Hotel Frederiksminde is a hotel and restaurant located in a parkland setting in Præstø, Vordingborg Municipality, Denmark. The restaurant has been awarded one star in the Michelin Guide since 2016.

==History==
Am Anthonian priory was established at the site in 1470. It was confiscated by the crown during the reformation and the buildings were demolished in 1563.

The area remained undeveloped and was mostly used as farmland. A military installation was established at the site in the beginning of the 18th century. A building for the officers was located approximately where the hotel stands today while barracks and stables for around 100-150 dragoons and their horses were located at the site of present-day Præstø Private School. The army left the site towards the end of the century.

In the middle of the 19th century, Klosterhaven was increasingly used as a recreational area. It was planted with 1,500 plants from the royal nurseries in Hørsholm and Petersgård. It was also proposed to create a pavilion which could both be used as an entertainment venue and an assembly building. In 1868, instigated by the Craftsmen's Guld (Håndværkerforeningen), the town began to sell 5 rigsdaler shares in support of the project. The new building was inaugurated on 2 May 1870. A bust of Frederick VII had been installed in the park back in 1868 and it was therefore decided to name the building Frederiksminde (Frederik's Memorial).

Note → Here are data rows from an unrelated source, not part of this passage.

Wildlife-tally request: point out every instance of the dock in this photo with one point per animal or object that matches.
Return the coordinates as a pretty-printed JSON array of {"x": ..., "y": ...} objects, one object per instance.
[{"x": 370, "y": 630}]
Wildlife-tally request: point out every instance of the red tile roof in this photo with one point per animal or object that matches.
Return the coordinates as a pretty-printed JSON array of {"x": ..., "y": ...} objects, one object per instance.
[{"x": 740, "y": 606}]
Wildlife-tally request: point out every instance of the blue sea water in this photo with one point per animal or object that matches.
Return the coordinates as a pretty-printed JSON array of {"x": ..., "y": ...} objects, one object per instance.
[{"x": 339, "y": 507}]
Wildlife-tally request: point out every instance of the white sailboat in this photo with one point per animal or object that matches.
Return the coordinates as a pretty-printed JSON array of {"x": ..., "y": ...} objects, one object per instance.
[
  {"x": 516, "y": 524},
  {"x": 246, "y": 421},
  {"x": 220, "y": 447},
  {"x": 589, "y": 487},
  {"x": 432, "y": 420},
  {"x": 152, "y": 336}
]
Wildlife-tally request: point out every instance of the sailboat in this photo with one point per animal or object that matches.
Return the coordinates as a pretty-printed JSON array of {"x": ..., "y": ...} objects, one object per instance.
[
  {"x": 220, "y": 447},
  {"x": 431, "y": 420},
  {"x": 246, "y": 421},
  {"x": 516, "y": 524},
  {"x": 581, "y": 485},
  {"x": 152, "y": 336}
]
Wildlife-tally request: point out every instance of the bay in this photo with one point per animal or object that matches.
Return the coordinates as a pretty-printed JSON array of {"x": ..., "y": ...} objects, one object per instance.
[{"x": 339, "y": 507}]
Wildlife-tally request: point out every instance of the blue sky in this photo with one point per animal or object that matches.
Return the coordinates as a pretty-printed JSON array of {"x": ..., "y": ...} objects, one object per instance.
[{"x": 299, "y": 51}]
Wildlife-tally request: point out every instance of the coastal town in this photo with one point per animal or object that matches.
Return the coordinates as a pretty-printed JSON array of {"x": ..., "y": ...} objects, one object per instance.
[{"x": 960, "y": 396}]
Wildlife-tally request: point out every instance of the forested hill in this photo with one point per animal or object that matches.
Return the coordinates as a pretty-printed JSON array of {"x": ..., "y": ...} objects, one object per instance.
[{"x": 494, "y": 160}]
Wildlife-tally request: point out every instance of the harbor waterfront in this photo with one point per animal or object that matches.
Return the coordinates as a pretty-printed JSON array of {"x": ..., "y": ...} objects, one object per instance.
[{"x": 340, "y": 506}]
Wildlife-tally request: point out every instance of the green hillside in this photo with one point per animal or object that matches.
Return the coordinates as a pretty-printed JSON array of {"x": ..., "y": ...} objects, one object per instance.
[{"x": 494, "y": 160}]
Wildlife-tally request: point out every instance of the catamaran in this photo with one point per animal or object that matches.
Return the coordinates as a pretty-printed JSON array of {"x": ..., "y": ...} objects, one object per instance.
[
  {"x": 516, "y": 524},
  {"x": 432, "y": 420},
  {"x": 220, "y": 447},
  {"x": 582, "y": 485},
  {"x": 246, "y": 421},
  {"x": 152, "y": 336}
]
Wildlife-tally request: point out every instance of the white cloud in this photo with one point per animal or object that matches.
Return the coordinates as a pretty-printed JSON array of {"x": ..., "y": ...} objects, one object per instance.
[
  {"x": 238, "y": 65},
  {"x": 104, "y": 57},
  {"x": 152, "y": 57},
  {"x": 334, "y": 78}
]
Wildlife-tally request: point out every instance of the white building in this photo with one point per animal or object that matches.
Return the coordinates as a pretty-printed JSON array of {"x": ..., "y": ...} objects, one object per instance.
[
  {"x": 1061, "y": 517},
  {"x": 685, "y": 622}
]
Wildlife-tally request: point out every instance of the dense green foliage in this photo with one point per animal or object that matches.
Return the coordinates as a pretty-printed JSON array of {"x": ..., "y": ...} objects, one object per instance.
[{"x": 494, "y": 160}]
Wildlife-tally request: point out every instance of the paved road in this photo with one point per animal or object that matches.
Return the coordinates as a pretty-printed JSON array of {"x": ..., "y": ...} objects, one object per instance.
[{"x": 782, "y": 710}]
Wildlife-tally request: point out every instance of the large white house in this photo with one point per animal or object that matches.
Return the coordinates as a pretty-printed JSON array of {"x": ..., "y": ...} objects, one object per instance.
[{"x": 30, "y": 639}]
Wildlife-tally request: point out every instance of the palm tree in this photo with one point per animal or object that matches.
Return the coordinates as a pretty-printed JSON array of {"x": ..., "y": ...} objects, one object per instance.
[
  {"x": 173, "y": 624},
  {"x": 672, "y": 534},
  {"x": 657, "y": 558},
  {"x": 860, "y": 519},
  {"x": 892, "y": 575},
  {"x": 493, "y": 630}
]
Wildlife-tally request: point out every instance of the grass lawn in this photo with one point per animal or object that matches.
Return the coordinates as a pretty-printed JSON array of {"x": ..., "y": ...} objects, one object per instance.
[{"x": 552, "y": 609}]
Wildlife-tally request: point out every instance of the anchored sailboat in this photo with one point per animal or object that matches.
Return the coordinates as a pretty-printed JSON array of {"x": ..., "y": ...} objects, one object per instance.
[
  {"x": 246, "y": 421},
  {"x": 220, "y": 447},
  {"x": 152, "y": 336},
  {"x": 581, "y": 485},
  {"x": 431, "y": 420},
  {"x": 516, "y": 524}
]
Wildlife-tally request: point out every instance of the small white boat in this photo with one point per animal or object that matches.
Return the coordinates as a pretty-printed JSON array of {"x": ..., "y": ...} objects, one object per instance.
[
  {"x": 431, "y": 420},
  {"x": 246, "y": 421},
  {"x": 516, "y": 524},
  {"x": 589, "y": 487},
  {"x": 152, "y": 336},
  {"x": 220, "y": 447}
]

Already from its opening the new venue struggled economically and was after five years sold in auction to the Craftsmen's Guild.

The park was later refurbished by the town and the building was expanded in 1901. The main hall was lengthened in 1926 and could from then on seat 200 people as well as another 60 people on the balcony.

The building was later converted into a hotel and changed hands several times. In 2003 it was acquired by Hans Michael Jepsen, a Hong Kong-based businessman with a history of purchasing and refurbishing historic buildings in provincial Denmark. He leased it to Silje Brenna. Hotel Frederiksminde reopened after a comprehensive make-over in 2007.

==Restaurant==
In January 2026, Mulla Yalcin took over the position as head chef of the restaurant from Jonas Mikkelsen, who was engaged as head chef in 2010. In February 2016, Hotel Frederiksminde received a star in the first Michelin Guide to dining in the Nordic countries. Since then, the restaurant has kept the one star and has now also acquired the Michelin Guide Green Star for its work with sustainability.